Trump Praises Bahrain Days Before Brutal Crackdown

Trump's embrace of authoritarian leaders may be giving free rein to government repression.

Days after President Donald Trump praised U.S. ties with Bahrain and vowed to mend any “strain” in the countries’ relationship, the Gulf state launched a violent security raid that led to the death of one protester and dozens of arrests.

Bahraini security forces on Tuesday raided the home of prominent Shiite cleric Sheikh Isa Qassim in the village of Diraz. Demonstrators had been taking part in a sit-in outside Qassim’s after authorities revoked the cleric’s citizenship last year on vague charges of aiding a foreign state.

Bahrain’s suppression of human rights and violent put-down of protests has created tensions with the U.S in the past. Former President Barack Obama’s administration advocated for reforms and restricted some arms sales. But Trump has taken a different approach, appearing to ignore human rights concerns in dealings with Bahrain, potentially giving the kingdom a free hand to quell dissent.

Trump met with Bahrain’s King Hamad bin Isa Al Khalifa on Sunday, and pledged more amicable relations.

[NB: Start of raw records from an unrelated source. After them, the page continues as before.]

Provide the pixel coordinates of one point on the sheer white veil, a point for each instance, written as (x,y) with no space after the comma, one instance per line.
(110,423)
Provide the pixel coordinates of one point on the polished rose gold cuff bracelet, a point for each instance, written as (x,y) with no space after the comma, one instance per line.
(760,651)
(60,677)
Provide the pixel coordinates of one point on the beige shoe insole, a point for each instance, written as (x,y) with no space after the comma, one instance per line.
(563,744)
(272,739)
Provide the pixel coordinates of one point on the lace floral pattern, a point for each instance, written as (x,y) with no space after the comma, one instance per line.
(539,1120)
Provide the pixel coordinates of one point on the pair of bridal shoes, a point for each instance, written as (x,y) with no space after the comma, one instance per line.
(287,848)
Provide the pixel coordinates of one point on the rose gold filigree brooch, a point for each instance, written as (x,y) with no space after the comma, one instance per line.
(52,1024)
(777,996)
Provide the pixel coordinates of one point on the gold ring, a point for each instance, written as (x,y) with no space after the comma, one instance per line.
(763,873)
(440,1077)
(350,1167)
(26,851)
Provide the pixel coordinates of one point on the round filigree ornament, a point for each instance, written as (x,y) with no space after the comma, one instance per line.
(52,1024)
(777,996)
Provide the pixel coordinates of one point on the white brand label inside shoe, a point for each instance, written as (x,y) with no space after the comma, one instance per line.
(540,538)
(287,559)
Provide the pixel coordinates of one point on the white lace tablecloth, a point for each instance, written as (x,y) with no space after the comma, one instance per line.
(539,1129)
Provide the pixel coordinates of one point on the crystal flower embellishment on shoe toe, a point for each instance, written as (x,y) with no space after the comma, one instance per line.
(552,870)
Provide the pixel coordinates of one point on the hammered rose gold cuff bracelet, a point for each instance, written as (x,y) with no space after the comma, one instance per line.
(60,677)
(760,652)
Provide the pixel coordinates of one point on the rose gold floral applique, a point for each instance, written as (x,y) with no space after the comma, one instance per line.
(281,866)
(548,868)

“Our countries have a wonderful relationship together, but there has been a little strain, but there won’t be strain with this administration,” Trump said during the meeting.

The raid continues a crackdown on dissidents by Bahrain’s Sunni authorities, who have targeted activists and prominent members of the country’s Shiite majority since political uprisings swept the region in 2011.

U.S. President Donald Trump shakes hands with Bahrain's King Hamad bin Isa Al Khalifa at the Gulf Cooperation Council leaders summit in Riyadh, May 21, 2017.
U.S. President Donald Trump shakes hands with Bahrain's King Hamad bin Isa Al Khalifa at the Gulf Cooperation Council leaders summit in Riyadh, May 21, 2017.
Handout . / Reuters

The shift in White House rhetoric on Bahrain continues Trump’s conciliatory line on strongmen and authoritarian governments that have shared interests with Washington. During Trump’s visit to Saudi Arabia last weekend, he praised a Saudi airstrike campaign in Yemen that has killed thousands of civilians, and complimented Egypt’s President Abdel Fattah al-Sisi for “doing a tremendous job.”

Trump’s first foreign visit has seen a prominent focus on securing arms deals and bolstering support for regional powers that want to constrain Iran. Trump announced Saturday that he had struck a $110 billion sale of arms to Saudi Arabia.

In late March, Secretary of State Rex Tillerson decided to waive human rights conditions on the sale of F-16 fighter jets to Bahrain. The Obama administration struck the deal, worth billions, with the caveat that Bahrain refrain from certain rights abuses. Human rights groups condemned the Trump administration’s move to remove those assurances, saying that it would give Bahrain a green light to ramp up repression.

Human Rights Watch issued a statement following Tuesday’s raid in Bahrain, saying that the timing of the operation, two days after Trump’s friendly meeting, “can hardly be a coincidence.”

Although the U.S. has a long history of looking the other way on human rights when it is strategically or economically beneficial, the Trump administration has at times signaled that it is willing to do away with even the most milquetoast of condemnations if it could jeopardize potential deals.

Tillerson summarized the White House view in a speech this month to State Department employees, in which he said that putting too heavy of an emphasis on other nations accepting American values “really creates obstacles to our ability to advance our national security interests, our economic interests.” Despite that sentiment, he claimed that the U.S. would not leave its values on the sidelines.